Surely no boy of 9 could ever conceive of artfully juxtaposing an account of Nero’s oft-frustrated attempts to assassinate his mother with the boy’s own disillusionment upon discovering his mum canoodling with one of their married hosts?
At Salon Laura Miller reviews Matthew Kneale’s When We Were Romans.
You don’t have to read these books to imagine the outcome: girl meets guy; girl gets guy but first she has to discuss him endlessly with her gal friends and perhaps Mother, who is typically a dragon or an ex-supermodel or both.
It seems that even the target audience has tired of chick lit.
Christopher Hitchens undergoes waterboarding and writes about the experience for Vanity Fair.
Slate has a collection of photographs of Hemingway.
In the Washington Post, Patrick Anderson reviews Jonathan Segura’s Occupational Hazards.
In the Guardian, Salman Rushdie boasts of speed signing.
“I did have the support of experienced staff at Ingrams book distributors in Nashville, (and at many other US bookstores), who will confirm that among the fastest present-day signers of books are President Jimmy Carter, the novelist Amy Tan, and myself,” he said.
At The New Yorker, Adam Kirsch writes of John Keats’s obsession with fame and death.
Kay Ryan is now the poet laureate of the United States.
In the Financial Times, Gillian Slovo reviews Damon Galgut’s The Impostor.
Among the many layers of this ominously compulsive world – a world where the active make good and the passive are lost – everything is misnamed. Just as the new political order in the form of the town’s oddly ineffectual black mayor has re-christened the town, so does Adam’s neighbour sit uneasily in his frightened disguise.
“I hear she slept with absolutely everyone, and during your separation, no less,” someone else tells him. “Most people have the sense to wait till the final paperwork is done. But from Day 1 it was like she was on spring break.”
In the New York Times, Janet Maslin reviews Michael Dahlie’s A Gentleman’s Guide to Graceful Living.
Do you despise choppy modern forms of communication such as text messaging? There is nothing wrong with the model, Luddite. The problem is your vocabulary.
At the Powell’s Books blog, used book buyer Kirsten Berg writes of edges.
At the Los Angeles Times, Lee Drutman reviews Mark Bauerlein’s The Dumbest Generation.
Laura Miller at Salon probes Barack Obama’s reading history.
A taste for serious fiction is rare in the American male these days, but Obama has it. According to several friends, he even tried his hand at writing short stories during those early years in Chicago, and he recalls priggishly scolding his half sister, Maya, while she was visiting him in New York, because she chose to watch TV instead of reading some novels he’d given her. Among the authors he favored during his years of intensive reading were Herman Melville, Toni Morrison and E.L. Doctorow (cited as his favorite before he switched to Shakespeare). He has also mentioned Philip Roth, whose struggles to shrug off the strictures of Jewish American community leaders must have resonated with the young activist.

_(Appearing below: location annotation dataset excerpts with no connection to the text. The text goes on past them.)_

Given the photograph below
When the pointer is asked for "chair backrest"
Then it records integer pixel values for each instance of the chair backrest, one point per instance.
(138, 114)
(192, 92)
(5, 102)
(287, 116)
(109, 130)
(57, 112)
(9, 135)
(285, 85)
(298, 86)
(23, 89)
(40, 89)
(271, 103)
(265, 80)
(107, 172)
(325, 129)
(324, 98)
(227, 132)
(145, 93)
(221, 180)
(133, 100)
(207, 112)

However you choose to tell it, it’s an extraordinary American family story, stretching from the 1820s to World War I. First there’s the pioneering tale of the founding grandfather, William, an Ulster immigrant and self-made Albany businessman. Then, the eccentric and domineering personality of Henry James Sr., high-minded, spiritually questing, unemployed, nomadic, scarred by the amputation of his leg in childhood, his “inward demons” and his breakdown in his 30s (or, in the Swedenborgian terms he adopted, his “vastation”). . . .
In the New York Times, Hermione Lee reviews Paul Fisher’s House of Wits, a collective biography of the James family.
In The Korea Times, Chung Ah-young covers a study by South Korea’s Literature Translation Institute on the quality of English translations of Korean literature.
According to the project, only 10 percent, or seven, among the 72 translated works scored an A in high reliability. Two thirds were evaluated as non-reliable (grade B to C) translations. There were no grade A+ works.
Jenny Diski’s travelogue appears at the London Review of Books.
At The Guardian’s books blog David Barnett wonders why we have so little interest in independent writers.